France: Vols. IX–X. 1876–79.

Bordeaux

Burdigala

By Ausonius (c. 310–395)

Translated by Charles Abraham Elton

I BLAME my impious silence, that delays,

Midst chiefest cities, to record thy praise,

My birthplace! rivers, vineyards, men, thy fame;

Genius, and manners, and a senate’s name.

Was it, that, conscious of a slender town,

I feared to give thee undeserved renown?

Not so I blush; not Rhine’s barbaric shore,

Or Hæmus’ icy top Ausonius bore:

Burdigala the soil that gave me birth;

Where mild the sky, and rich the watered earth:

Long springs, brief winters, reign; hills wooded rise;

The foaming stream with tides of ocean vies.

Quadrangular the walls; the turrets bear

Their battlements amidst the clouds of air.

Within, the parted streets may wonder raise,

The range of dwellings, and the widening ways.

The gates that front where crossing spaces spread,

And river rushing from its fountain-head;

While, as old Ocean heaves his flowing tide,

The buoyant fleets upon its bosom ride.

Why name the fount, with Parian stone o’erlaid,

Like Euripus’ pent frith, with foaming motion swayed?
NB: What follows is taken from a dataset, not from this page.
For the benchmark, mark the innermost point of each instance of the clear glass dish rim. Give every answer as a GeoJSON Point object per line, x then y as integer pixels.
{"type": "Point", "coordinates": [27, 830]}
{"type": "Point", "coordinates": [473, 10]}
How dark the shade of depth! how swoln the surge!

With what a rush, within its margent verge,

Poured through twelve mouths the headlong waters burst,

And, unexhausted, quench a people’s thirst!
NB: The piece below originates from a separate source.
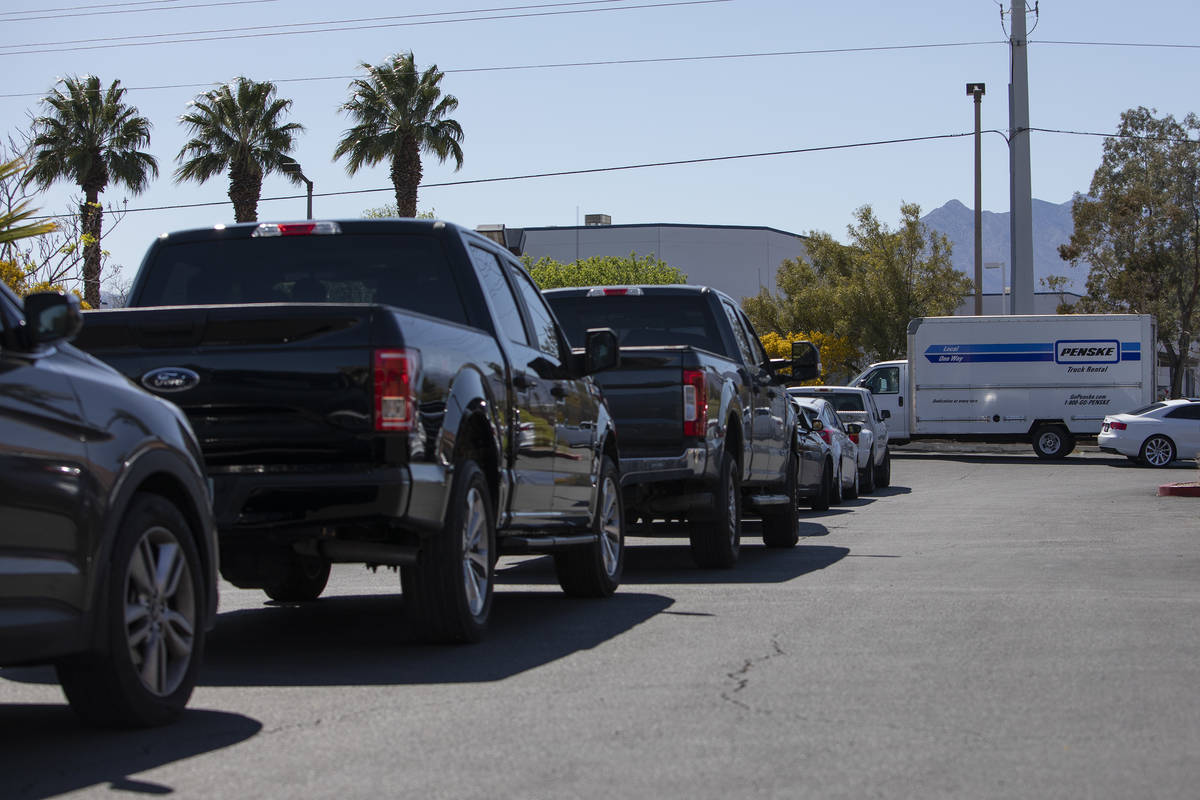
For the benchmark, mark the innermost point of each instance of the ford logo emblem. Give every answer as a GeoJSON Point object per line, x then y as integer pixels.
{"type": "Point", "coordinates": [169, 379]}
This, Median king! thy numerous camp had blest,

When the deep course of rivers sank deprest:

This wave thy train through cities might have borne,

And left Choaspes’ native stream in scorn.
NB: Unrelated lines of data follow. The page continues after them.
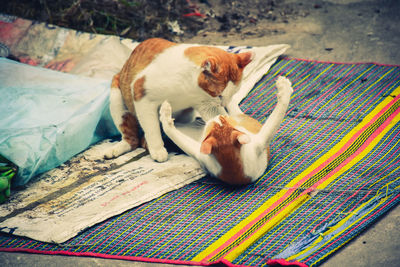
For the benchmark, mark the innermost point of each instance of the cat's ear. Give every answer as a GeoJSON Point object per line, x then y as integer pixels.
{"type": "Point", "coordinates": [242, 138]}
{"type": "Point", "coordinates": [210, 65]}
{"type": "Point", "coordinates": [245, 58]}
{"type": "Point", "coordinates": [207, 145]}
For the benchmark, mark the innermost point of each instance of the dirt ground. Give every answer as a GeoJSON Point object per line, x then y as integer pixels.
{"type": "Point", "coordinates": [325, 30]}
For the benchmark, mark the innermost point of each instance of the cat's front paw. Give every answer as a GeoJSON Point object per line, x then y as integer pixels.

Hail, secret fount! blest, bounteous, flowing still,

Dark, azure, glassy, deep, and clear, and shrill:

Hail, genius of the place! the patient sips

Thy panacean draughts with languid lips:

The name of Divona the Gauls assign,

O heavenly fountain, and indeed divine!

With less salubrious draught in tepid gush

From Aponus the bubbling waters rush;

Less pure with crystal light Nemausus gleams,

Less full Timavus rolls his sea-swoln streams.